Some years ago, during a trip to Montana, I became aware of the fallacy of our simplistic, cowboys-and-Indians concept of Native Americans.
This realization was once more impressed on me while visiting with my sister's son-in-law in Louisiana. This tall, black-haired, newspaper editor is a great-great-great-grandson, of the famed chief of the Choctaw Nation, Greenwood LeFlore.
That gentleman was born in Le Fleur's Bluff, Miss., June 3, 1800. His father, Louis Le Fleur, was a French trader and explorer; his mother, a Choctaw woman, Rebecca Cravat, niece of Chief Pushmata. It seems that Louis had come to Mobile, Ala. in 1792 to engage in trading with the Choctaw nation.
During the War of 1812, Pushmata got together a regiment of his best braves and made an offer of their services to Gen. Andrew Jackson. The chief was appointed lieutenant colonel and Le Fleur, promoted to major. From here the association grew. The Choctaws were a major tribe, able at one time to put 25,000 braves into battle. The name, Choctaw, derives from a word meaning "charming voice," and was given to the tribe due to their musical talents and soft melodious voices.
They believed in the existence of a "Great Spirit," who rewarded uprightness and honesty and punished wrongdoing and dishonesty. They were always friendly with the white men, the French first, and later the Americans.
By the time Greenwood reached the age of 12, his father had moved to a location on the stage line between Nashville and Natchez (the Natchez Trace) where he kept an inn. A frequent guest, Major John Donly, who carried the mail between these cities, was struck with the boy's intelligence and asked to take him to Nashville and educate him.
His father, perceiving the benefits of an education for his son, readily consented. He lived there with the Donly family for six years. During that time, he acquired a fine classical education, as well as a deep affection for the Donlys' daughter, Rosa. They eloped, against the will of her parents who thought them too young for marriage. They were eventually forgiven and accepted by the family.
When Le Flore was 22, he became the chief of the Western district of the Choctaw Nation and eight years later became head chief of the entire nation. He encouraged Choctaws to find permanent residence, cultivate the land, convert to Christianity and educate their children. He did not oppose the removal to Indian Territory, which he saw as inevitable, but negotiated to secure the largest fertile, forested southeast corner of what is now Oklahoma, for his people. Greenwood LeFlore received 1000 acres of Mississippi land for his part in those negotiations.

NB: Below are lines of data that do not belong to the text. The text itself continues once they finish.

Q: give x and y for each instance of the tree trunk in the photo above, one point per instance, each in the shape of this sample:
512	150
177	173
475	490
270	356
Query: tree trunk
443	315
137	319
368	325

He did not move to Indian Territory himself. On the 1,000 acres in Mississippi, he built the town of Point Leflore, established his cotton plantation and built a magnificent home, Malmaison, which he fitted entirely with furniture imported from France. During the 1840's, he served as both representative and senator from the state of Mississippi, and was a close personal friend of Jefferson Davis.
But when the Civil War approached, he spoke against secession, refused to acknowledge the Confederacy or to pay taxes to its government. During the conflict, he lost his cotton, all his slaves and other valuable property. However, he was able to keep the mansion which stayed in the family until it burned down, unfortunately, in 1942.
Le Flore died in 1865 and is buried in the family cemetery on the Malmaison grounds. My sister's son-in-law has visited there many times within recent years, and even has a piece of furniture which was salvaged from Malmaison in his home in Louisiana. It is a small end table with three legs of oak and one of cherry.
With information from my relative, and additional accounts from the Internet, I have been able to tell you about one Indian tribe and its charismatic leader. I hope you have found it interesting proof that the story of the Native Americans is a varied and fascinating one.